Frage: Frau Prof. Hölzle, was verstehen Sie unter dem Metaverse bzw. dem Industrial Metaverse?
Hölzle: Das Metaverse ist für mich die Verbindung von virtueller und realer Welt und, wenn wir über das Industrial Metaverse sprechen, das Zusammenspiel so genannter Extended-Reality-bzw. Virtual-Reality-Technologien mit weiteren Hardware- und Software-Technologien. Ich würde das Ganze somit mehr als Oberbegriff für ein System unterschiedlicher Enabling-Technologien sehen.
Frage: Das Metaverse ist nicht der erste Versuch, eine virtuelle Welt zu erschaffen. Was unterscheidet es z.B. von Second Life?
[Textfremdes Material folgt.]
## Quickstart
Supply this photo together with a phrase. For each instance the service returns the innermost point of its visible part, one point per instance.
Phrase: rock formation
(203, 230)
Hölzle: Für mich ist der erste Unterschied, dass das Metaverse und gerade das Industrial Metaverse nicht rein virtuell ist, sondern immer in Verbindung mit der realen Welt funktioniert. Ich bewege mich in der realen Welt und habe meine VR-Brille aufgesetzt oder Sensorik an meinem Körper, d.h. ich habe ein mit Technologien ausgestattetes Umfeld, das sich in den virtuellen Raum erstreckt. Der zweite Unterschied sind die unterschiedlichen Technologien, die damals noch nicht so weit waren.
Second Life war eine Spiegelung unserer echten Welt, in die wir als Menschen virtuell eintauchen und Eigentum, Grundstücke oder Kunst kaufen konnten. Das ist aber nur ein Teil des Metaverse und hat eigentlich nichts mit dem Industrial Metaverse zu tun. Im Industrial Metaverse geht es um den digitalen Zwilling, die digitale Produktion, das Zusammenspiel unterschiedlicher Produktdatensysteme und Plattformen.
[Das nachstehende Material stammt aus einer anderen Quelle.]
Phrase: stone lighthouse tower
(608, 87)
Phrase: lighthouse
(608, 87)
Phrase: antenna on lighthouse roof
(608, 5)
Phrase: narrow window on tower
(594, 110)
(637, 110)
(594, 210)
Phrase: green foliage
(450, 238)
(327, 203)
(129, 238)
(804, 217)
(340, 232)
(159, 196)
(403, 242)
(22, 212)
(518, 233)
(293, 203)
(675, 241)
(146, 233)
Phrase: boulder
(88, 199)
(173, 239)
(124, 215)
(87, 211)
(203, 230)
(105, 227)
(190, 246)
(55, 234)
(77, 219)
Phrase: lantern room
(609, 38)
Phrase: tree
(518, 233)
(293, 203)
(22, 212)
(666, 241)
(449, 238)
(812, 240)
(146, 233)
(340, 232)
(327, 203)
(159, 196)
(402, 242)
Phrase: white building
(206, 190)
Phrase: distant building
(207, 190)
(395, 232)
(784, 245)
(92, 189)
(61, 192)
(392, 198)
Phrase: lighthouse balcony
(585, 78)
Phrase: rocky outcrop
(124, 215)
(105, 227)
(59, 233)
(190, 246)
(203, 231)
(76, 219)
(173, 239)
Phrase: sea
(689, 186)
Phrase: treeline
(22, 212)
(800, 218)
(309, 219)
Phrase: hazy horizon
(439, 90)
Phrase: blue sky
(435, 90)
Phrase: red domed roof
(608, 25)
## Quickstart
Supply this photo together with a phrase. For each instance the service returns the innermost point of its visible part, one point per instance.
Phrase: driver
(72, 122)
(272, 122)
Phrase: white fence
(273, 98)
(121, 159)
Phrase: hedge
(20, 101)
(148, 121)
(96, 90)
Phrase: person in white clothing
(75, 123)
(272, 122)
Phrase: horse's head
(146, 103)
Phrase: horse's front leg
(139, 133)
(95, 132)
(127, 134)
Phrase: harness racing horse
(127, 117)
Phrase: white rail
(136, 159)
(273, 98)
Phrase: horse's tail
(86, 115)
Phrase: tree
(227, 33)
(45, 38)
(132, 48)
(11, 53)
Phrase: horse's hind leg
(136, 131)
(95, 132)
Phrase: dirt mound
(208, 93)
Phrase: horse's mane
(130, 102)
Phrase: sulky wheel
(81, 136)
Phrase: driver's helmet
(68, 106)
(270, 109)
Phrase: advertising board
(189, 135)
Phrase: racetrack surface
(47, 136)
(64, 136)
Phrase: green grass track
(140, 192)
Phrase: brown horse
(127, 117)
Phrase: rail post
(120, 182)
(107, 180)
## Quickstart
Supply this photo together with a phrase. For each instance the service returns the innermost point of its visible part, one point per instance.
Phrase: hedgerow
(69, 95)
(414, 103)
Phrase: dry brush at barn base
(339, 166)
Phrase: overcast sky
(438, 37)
Frage: Üblicherweise unterscheidet man zwischen Consumer, Commercial und Industrial Metaverse. Welches bietet das größte Wachstumspotenzial?
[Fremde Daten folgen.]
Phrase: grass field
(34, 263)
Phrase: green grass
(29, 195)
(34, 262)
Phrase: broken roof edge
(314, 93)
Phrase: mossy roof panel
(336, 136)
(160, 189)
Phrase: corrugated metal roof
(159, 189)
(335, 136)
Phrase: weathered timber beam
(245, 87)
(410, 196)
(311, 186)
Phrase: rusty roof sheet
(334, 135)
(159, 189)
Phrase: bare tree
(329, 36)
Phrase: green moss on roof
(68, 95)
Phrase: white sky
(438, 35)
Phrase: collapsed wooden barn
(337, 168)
Hölzle: Da sind sich die Experten nicht ganz einig. Die Wachstumsprognosen für alle drei Bereiche bewegen sich im Bereich zwischen 180 Milliarden und fünf Billionen US-Dollar - da steckt viel Phantasie drin. Ich sehe das größte Potenzial im Industrial Metaverse aufgrund der vielfältigen Einsatzmöglichkeiten im Kontext B2B. Im Consumer-Bereich ist noch nicht ganz klar, wie das Geschäftsmodell dahinter aussieht. Deshalb bin ich vorsichtig bei der Einschätzung des Potenzials.
Frage: Sie haben zusammen mit anderen Autoren einen Beitrag über die Potenziale des Metaverse für die Entwicklung von Smart Services geschrieben. Sehen Sie hier das größte Potenzial?
Hölzle: Da muss ich etwas weiter ausholen. Das Industrial Metaverse ist ein System of Systems, das unterschiedliche Technologien verbindet. Wir haben aber auch das Thema Produkt-Service-Systeme bzw. Dienstleistungen für Produktionssysteme, denn wir wissen ja, dass das physische Produkt beim ganzen Themenfeld der Datenökonomie, der Digitalisierung und der digitalen Geschäftsmodelle nur noch ein Teil ist. Smart Services sind im Kontext des Metaverse ein wichtiger Teil, gerade wenn wir über neue Geschäftsmodelle nachdenken. Viele Dinge werden künftig digital im Metaverse angeboten, so dass man wunderbar darüber diskutieren kann, ob das dann noch ein Produkt oder eine Dienstleistung ist. Insofern sind Smart Services kombiniert mit Produkten und mit Produktion ein Resultat des Industrial Metaverse.
Frage: Ist das Industrial Metaverse nicht alter Wein in neuen Schläuchen? In der Produktentwicklung werden virtuelle Modelle und immersive Techniken doch seit Jahren genutzt?
Hölzle: Das ist genau das, was wir den Unternehmen sagen, denn die wissen häufig nicht, was das Metaverse ist und haben Angst, dass sie das nicht beherrschen. In unserer CyberLänd-Studie haben wir deshalb darauf hingewiesen, dass vieles von dem, was das Industrial Metaverse ausmacht, eigentlich schon existiert.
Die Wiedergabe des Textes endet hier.